Elle affirme n’avoir aucun lien organique avec les Frères musulmans fondés en Égypte en 1928, ce mouvement réformiste considéré comme l’étendard d’un islam politique. Plusieurs de ses dirigeants ne font toutefois pas mystère d’une proximité au moins spirituelle avec les « Frères » ou de l’influence qu’a pu avoir sur eux la pensée de leur fondateur Hassan al-Banna, grand-père de l’islamologue suisse Tariq Ramadan.
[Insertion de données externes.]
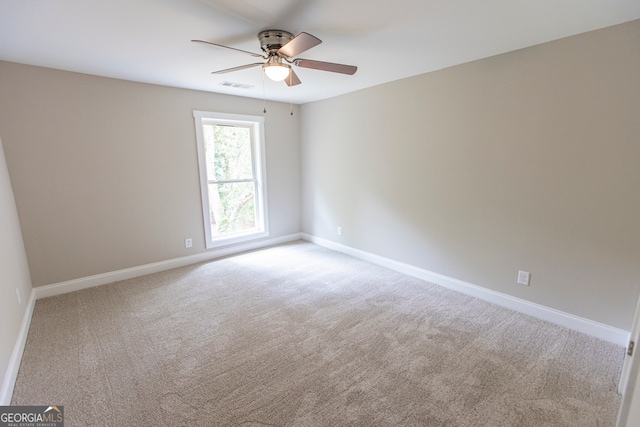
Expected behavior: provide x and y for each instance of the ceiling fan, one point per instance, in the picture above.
(281, 48)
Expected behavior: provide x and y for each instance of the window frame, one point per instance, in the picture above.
(258, 158)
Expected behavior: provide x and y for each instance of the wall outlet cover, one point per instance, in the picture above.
(523, 277)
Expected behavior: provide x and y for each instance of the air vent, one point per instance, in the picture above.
(236, 85)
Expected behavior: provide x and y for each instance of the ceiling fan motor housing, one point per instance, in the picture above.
(272, 40)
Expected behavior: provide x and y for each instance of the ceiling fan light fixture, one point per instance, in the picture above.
(277, 71)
Aucun ne se réclame de Sayyid Qotb, figure radicale des « Frères » qui fut considérée comme un théoricien du djihad.

L’UOIF « agit depuis des décennies pour une intégration paisible de l’islam et des musulmans de France », proteste l’organisation présidée par Amar Lasfar en réaction à la polémique lilloise. Ce discours relève-t-il de la taqiya, ce mot utilisé à tort ou à raison pour traquer les stratégies de dissimulation de ceux qui voudraient, in fine, instaurer la charia en Occident ? « L’UOIF, c’est sa contradiction, gravite dans la grande mouvance frériste et en même temps a développé tout un discours sur l’intégration dans la société française », dit Bernard Godard, qui a accepté de participer samedi à un colloque de cette organisation à Paris.

Il semble loin, le temps où un ministre de l’Intérieur - Nicolas Sarkozy en 2003 - adoubait l’UOIF au sein du Conseil français du culte musulman (CFCM) naissant, puis se rendait à la rencontre annuelle du Bourget près de Paris, la grande vitrine de l’organisation. Le Front national n’est plus le seul parti à demander son interdiction. Sans citer l’UOIF, le Premier ministre Manuel Valls a plusieurs fois dit vouloir « combattre » l’influence et le discours des « Frères ». Coup sur coup, deux livres à charge d’anciens militants « fréristes », Farid Abdelkrim et Mohamed Louizi, sont venus ternir l’image de cette mouvance.

L’UOIF s’est même retrouvée en novembre 2014 inscrite sur une liste de groupes classés « terroristes » par les Émirats arabes unis, comme toutes les organisations « fréristes ». La stupeur a alors gagné le CFCM, qui a volé à son secours comme témoin de moralité. En France aussi, l’organisation frériste, qui s’est longtemps adressée à une élite, est concurrencée par de nouveaux courants plus ou moins proches des salafistes, dont l’ultra-orthodoxie et les revendications identitaires (voile, halal...) rencontrent de l’écho dans la jeunesse musulmane.

Réputée pour son sens de l’organisation, l’UOIF n’a toutefois pas renoncé à son influence dans la société, l’enseignement privé musulman, la théologie... Elle s’est même rapprochée récemment de la Grande Mosquée de Paris, avec laquelle elle a prévu de tenir en mars à Lyon un « congrès national des musulmans de France ». Sans prédicateur controversé à l’affiche."